While residential building work has decreased for the first time in three years, commercial and public construction is ramping up, according to Statistics New Zealand.
More than $4.3 billion has been spent on building work in the region in the past year. The dollars going into non-residential construction have jumped 14.6 per cent in the last quarter, after increasing steadily over the past year as the rebuild ramps up.
Neil Kelly, building figures manager for Statistics New Zealand, said while many houses had already been replaced or repaired, commercial construction was still gathering speed.
“You only have to count the cranes. There’s a lot of big stuff going on and those big projects are boosting the numbers.”
Its figures translated to $83 million a week going into Canterbury’s construction industry, or nearly $12m a day.
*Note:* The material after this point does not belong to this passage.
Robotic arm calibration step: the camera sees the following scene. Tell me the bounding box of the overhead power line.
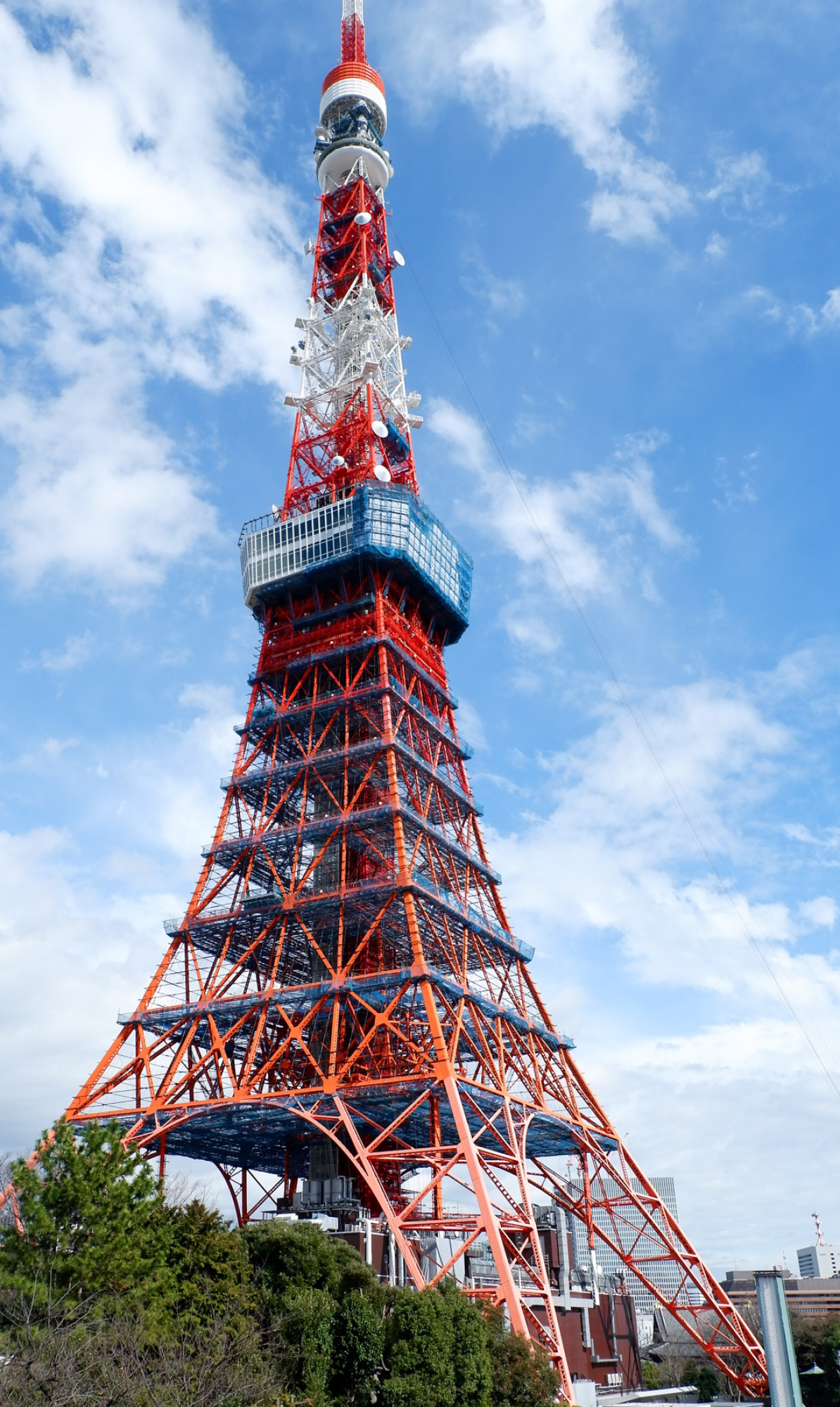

They came from its work in place survey, which measures the value of new residential and non-residential building, as well as alterations big enough to need consent. It does not include internal refurbishments or minor renovations, or non-building construction such as roads and other infrastructure.
Leighs Construction managing director Anthony Leighs said the commercial market was the busiest it had been in the post-quake environment.
“What we’re seeing in there’s probably the highest level of activity in the market at the moment than there’s ever been… from the total number of buildings being built across the city.”
Leighs believed the momentum would “remain very solid” for two to three more years.
The company’s “top of the pops projects” at the moment were “massive”, including the BNZ and ANZ centres, and the Burwood Hospital rebuild.
Hawkins Construction South Island regional manager Steve Taw agreed, saying the rebuild was “likely to continue at this current rate for at least another 12 months”.
He said the projects the company were working on were likely to be adding to the “ever increasing spend in the Christchurch commercial construction market”, but it was planned and not unexpected.
“It is pleasing to see confidence in our central city increasing with a number of projects in full swing.”
Ian Smith, head of project management company Building Intelligence Group in Christchurch, said while the central city skyline was full of private developers’ cranes, internal work on those buildings and the public sector spend was yet to come.
Rather than peaking , the rebuild would plateau as big projects such as they city’s new central library, Metro sports centre and convention centre got underway.
“There’s going to be quite a lot of money spent on all those buildings.”
Smith said while there were “hot spots” in construction such as the need for structural steel, the market would supply enough materials and labour in most areas.
“By and large the market has responded so far, and met demand.”